Can vans deliver profit as well as goods?
13 January 2019 - 7:00pm | John Swift
It’s a bit more than a few straws in the wind when Vertu buys a £35 million-a-year online van dealer, when Evans Halshaw puts more emphasis on its Vauxhall Van Business Centres, when the SMMT, NFDA and others are queuing up to say how strong the 2018 van market was and when auction reports show LCVs fetching good money.
That’s all happened in the past week or so and underlines the belief that vans are strong business at the moment, have been for a while in fact; last year was the fourth best on record which is impressive going against the otherwise gloomy economic backdrop of UK plc.

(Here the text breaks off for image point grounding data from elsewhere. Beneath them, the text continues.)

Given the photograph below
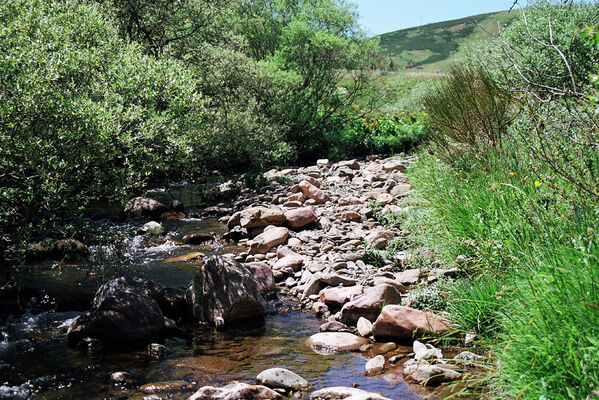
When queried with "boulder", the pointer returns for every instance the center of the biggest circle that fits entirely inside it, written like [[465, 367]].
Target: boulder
[[263, 275], [268, 239], [122, 318], [429, 374], [282, 378], [171, 301], [403, 323], [300, 217], [312, 192], [375, 366], [368, 304], [143, 207], [339, 392], [258, 217], [336, 297], [197, 238], [332, 342], [223, 291], [364, 327], [239, 391], [151, 228]]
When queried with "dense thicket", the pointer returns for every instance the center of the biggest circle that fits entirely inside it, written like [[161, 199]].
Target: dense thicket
[[100, 99], [514, 202]]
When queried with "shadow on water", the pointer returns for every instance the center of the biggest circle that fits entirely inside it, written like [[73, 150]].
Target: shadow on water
[[34, 357]]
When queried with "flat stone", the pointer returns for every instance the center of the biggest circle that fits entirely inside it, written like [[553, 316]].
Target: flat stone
[[375, 366], [340, 392], [282, 378], [332, 342]]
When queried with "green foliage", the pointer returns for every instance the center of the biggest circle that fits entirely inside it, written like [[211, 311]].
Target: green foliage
[[378, 133], [85, 115], [468, 113]]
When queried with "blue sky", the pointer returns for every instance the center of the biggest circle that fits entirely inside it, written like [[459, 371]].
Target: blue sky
[[382, 16]]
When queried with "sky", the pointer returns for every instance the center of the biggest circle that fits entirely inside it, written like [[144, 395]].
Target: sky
[[382, 16]]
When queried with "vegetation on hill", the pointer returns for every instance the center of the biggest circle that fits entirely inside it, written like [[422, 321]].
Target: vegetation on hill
[[439, 45]]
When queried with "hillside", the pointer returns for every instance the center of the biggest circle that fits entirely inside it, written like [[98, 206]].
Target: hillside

There is demand there and there is money to be made, perhaps more so than cars in many cases.
Vertu certainly thinks so. Speaking of the Vans Direct buy-out, chief executive, Robert Forrester, said: “We expect Vans Direct to generate an earnings stream with higher gross and net margins than those typically earned by the group, and we believe that the future growth prospects for this new business are significant.”
Tradespeople, fleets, smaller businesses, home deliveries and parcel drops from Amazon etc are powering the 2.5 to 3.5 tonne sector, the biggest of any in the overall LCV market with about two-thirds of total sales, but pick-ups have accelerated into the fast lane too and it is worth keeping an eye on these as well.
Asking around this week, few people seemed willing to tell me what the profit per unit is on a van relative to a similarly priced car. The manufacturers say there is substantially less money in fact, because the volumes aren’t there to generate the economies of scale which is why so many vans are done collaboratively between a few makers. At the retail end of the business the picture is rather different.
Or as one used sector retailer said to me the other day: “It’s not the ppu that’s the attraction, it’s the demand which means we can turn stock around faster. Put a good van or pick-up on a pitch and chances are it will be sold quicker than the car next to it so we can fill it with another one. After all, we live by dealing and you can’t deal on stock which sticks. Vans don’t and to us that’s the attraction.”